Khârn nodded, and let him speak. Lysander told him of the campaigns waged and won, his helplessness at his father’s heel, and many more things he secretly hoped the Custodian would relay to the Emperor if they were indeed alive and not just a statue at their post.
In return, Khârn told him of the glories the World Eaters had found across the stars, his smooth voice doing nothing to dull the awesome thrill of close victories under Angron’s merciless battle countdowns. The thirty-one hours in which their tactics and skill was pushed to the finest edge, honing their minds and unit cohesion razor-sharp under incredible pressure.
“I wish I were with you,” Lysander said. “More than ever, I think I should have been forged an Eater of Worlds rather than… this.” He gestured dismissively to the aquila across his breastplate, each feather glazed in a different colour of the visible light spectrum. “I feel like some xenos circus pet dragged around on my primarch’s trail. He does not even field me in battle.”

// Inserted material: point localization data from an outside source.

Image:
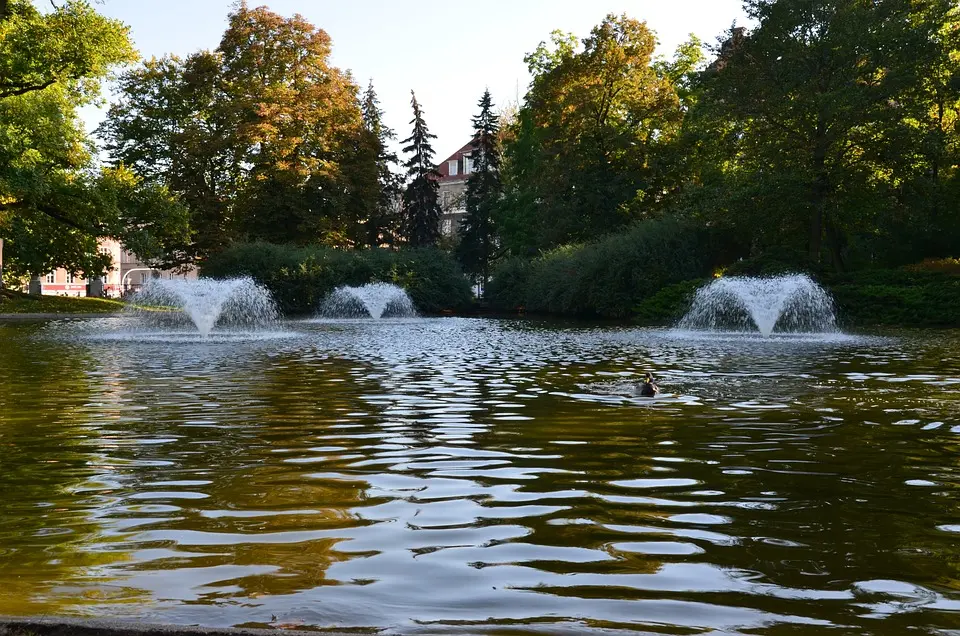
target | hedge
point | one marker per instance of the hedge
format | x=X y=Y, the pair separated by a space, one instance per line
x=300 y=277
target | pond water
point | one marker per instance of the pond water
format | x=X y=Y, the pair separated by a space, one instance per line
x=437 y=476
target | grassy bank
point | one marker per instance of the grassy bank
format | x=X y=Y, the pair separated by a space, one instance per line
x=17 y=303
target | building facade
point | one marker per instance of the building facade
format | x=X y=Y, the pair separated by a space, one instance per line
x=453 y=189
x=127 y=275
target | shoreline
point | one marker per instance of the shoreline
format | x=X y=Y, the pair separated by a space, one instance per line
x=54 y=315
x=52 y=626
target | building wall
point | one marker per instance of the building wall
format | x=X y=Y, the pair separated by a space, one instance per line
x=454 y=171
x=453 y=206
x=127 y=275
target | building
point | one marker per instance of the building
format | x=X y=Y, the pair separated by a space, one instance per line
x=127 y=275
x=453 y=189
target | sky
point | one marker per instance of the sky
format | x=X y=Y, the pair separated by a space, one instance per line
x=446 y=51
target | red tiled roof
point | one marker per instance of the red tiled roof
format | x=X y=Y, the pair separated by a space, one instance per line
x=444 y=167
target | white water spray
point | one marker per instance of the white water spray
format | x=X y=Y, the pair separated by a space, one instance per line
x=787 y=304
x=206 y=303
x=374 y=300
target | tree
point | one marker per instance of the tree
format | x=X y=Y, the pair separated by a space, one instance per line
x=421 y=198
x=807 y=104
x=484 y=189
x=55 y=204
x=382 y=221
x=585 y=157
x=263 y=137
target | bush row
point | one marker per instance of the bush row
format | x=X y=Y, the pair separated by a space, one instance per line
x=897 y=297
x=609 y=278
x=300 y=277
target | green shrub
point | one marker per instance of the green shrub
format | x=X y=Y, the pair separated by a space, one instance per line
x=668 y=305
x=897 y=297
x=300 y=277
x=609 y=278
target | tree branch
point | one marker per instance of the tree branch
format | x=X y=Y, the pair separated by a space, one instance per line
x=13 y=89
x=55 y=214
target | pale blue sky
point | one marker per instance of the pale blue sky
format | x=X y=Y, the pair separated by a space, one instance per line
x=430 y=47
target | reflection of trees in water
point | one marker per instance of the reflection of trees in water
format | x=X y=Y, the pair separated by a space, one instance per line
x=228 y=498
x=52 y=544
x=306 y=469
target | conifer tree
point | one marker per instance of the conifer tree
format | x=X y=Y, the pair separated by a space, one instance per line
x=484 y=188
x=421 y=199
x=382 y=223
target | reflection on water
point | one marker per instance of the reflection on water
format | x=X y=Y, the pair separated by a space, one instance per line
x=446 y=475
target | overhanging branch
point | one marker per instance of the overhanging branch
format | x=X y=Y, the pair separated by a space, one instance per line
x=57 y=215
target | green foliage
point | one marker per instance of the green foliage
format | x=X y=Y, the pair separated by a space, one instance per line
x=421 y=206
x=824 y=129
x=380 y=216
x=584 y=159
x=54 y=204
x=300 y=277
x=262 y=138
x=669 y=304
x=608 y=278
x=897 y=298
x=484 y=190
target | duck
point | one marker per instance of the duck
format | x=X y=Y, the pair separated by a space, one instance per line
x=649 y=388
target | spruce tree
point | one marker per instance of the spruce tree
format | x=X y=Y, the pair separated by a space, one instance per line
x=484 y=188
x=421 y=204
x=382 y=223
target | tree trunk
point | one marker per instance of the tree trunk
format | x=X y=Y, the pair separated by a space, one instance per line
x=821 y=186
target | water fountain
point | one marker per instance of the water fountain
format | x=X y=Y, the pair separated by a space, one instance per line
x=791 y=303
x=206 y=303
x=375 y=300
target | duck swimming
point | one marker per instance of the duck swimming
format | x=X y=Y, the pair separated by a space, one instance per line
x=649 y=388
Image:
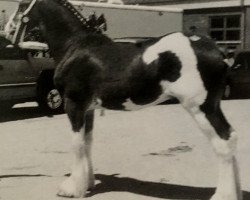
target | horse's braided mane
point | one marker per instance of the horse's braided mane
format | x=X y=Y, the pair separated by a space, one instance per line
x=91 y=26
x=74 y=11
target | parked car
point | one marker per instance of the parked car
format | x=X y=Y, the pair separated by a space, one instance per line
x=26 y=74
x=238 y=80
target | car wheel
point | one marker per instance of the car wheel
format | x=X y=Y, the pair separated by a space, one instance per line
x=227 y=91
x=50 y=99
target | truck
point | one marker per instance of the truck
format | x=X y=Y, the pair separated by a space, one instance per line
x=27 y=69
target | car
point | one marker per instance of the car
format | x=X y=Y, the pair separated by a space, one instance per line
x=26 y=74
x=238 y=77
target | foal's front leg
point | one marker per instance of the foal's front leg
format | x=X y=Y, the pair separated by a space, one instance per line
x=82 y=177
x=224 y=140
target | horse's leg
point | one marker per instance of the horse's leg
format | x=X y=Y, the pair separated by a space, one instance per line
x=223 y=138
x=89 y=122
x=81 y=177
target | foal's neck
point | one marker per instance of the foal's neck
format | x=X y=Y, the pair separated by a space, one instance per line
x=59 y=26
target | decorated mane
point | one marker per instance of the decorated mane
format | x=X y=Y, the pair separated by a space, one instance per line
x=92 y=24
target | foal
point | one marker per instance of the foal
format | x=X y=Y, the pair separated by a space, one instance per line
x=93 y=71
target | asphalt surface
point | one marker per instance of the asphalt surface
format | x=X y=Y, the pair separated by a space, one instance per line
x=155 y=153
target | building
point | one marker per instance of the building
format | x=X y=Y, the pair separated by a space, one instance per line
x=226 y=21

“A waste,” Khârn shook his head. “I have seen how formidable you are.” The Sister nodded soulfully as if she had seen it too, and Khârn grimaced. “…Perhaps we could find somewhere here to spar. It sounds like you need it.”
“I could not live with myself if I lost a duel under the Emperor’s hallowed gaze, blessed be His name.”
Khârn snorted. “You are truly depressed if your first thought of the sands is defeat.” He straightened with a clank of ceramite. “Though I do not blame you. I am as undefeated as my Father.”
“Would that I could fight alongside you. Ever since he made me Primus, I feel as if I have been… rotting, in my skin.” Lysander’s gauntleted fingers flexed in and out. “I don’t know, is that normal?”
“Nothing about your Legion is normal,” said Khârn. Lysander huffed through his nose in reply. “Do you want to see one of our apothecaries?”
Lysander shook his head. “There is so much strangeness within me, I doubt they could make sense of it.”
“Nonsense. You are still Astartes, no matter what witchcraft has been done to you. Join me aboard the flagship. We will go together.”
“My primarch will be displeased.” The look on Lysander’s broad, square features was the most pitiful thing Khârn had ever seen, and he had seen unarmed mortals pissing themselves in terror before his axe had drawn blood. It was not a look that belonged on a Legionary’s face.
Somehow, the Custodian saw it. “You should go with him,” came a deeply resonant voice from within the tall, plumed helm.
Lysander straightened up at once. He screwed his helmet back on, dimly aware of the iridescent tears tracking down his cheeks. “Yes, Golden One.”
Khârn lead him down the hall and chanced a look back. The Sister waved at him before dissolving into nothingness, and he could hear the Custodian speaking in low tones that were not for his ears. He caught a few snippets nonetheless.
“That one is weak. I would put him down…”
Khârn screwed his own helmet on and the world narrowed to their footsteps marching along the palace’s gilded halls. Lysander walked in lockstep beside him like it was his only chance to do so. Khârn did not mock him. He hoped, in a secret place that almost felt like kinship, that his Legion’s finest apothecary Gahlan Surlak would be able to set his cousin right.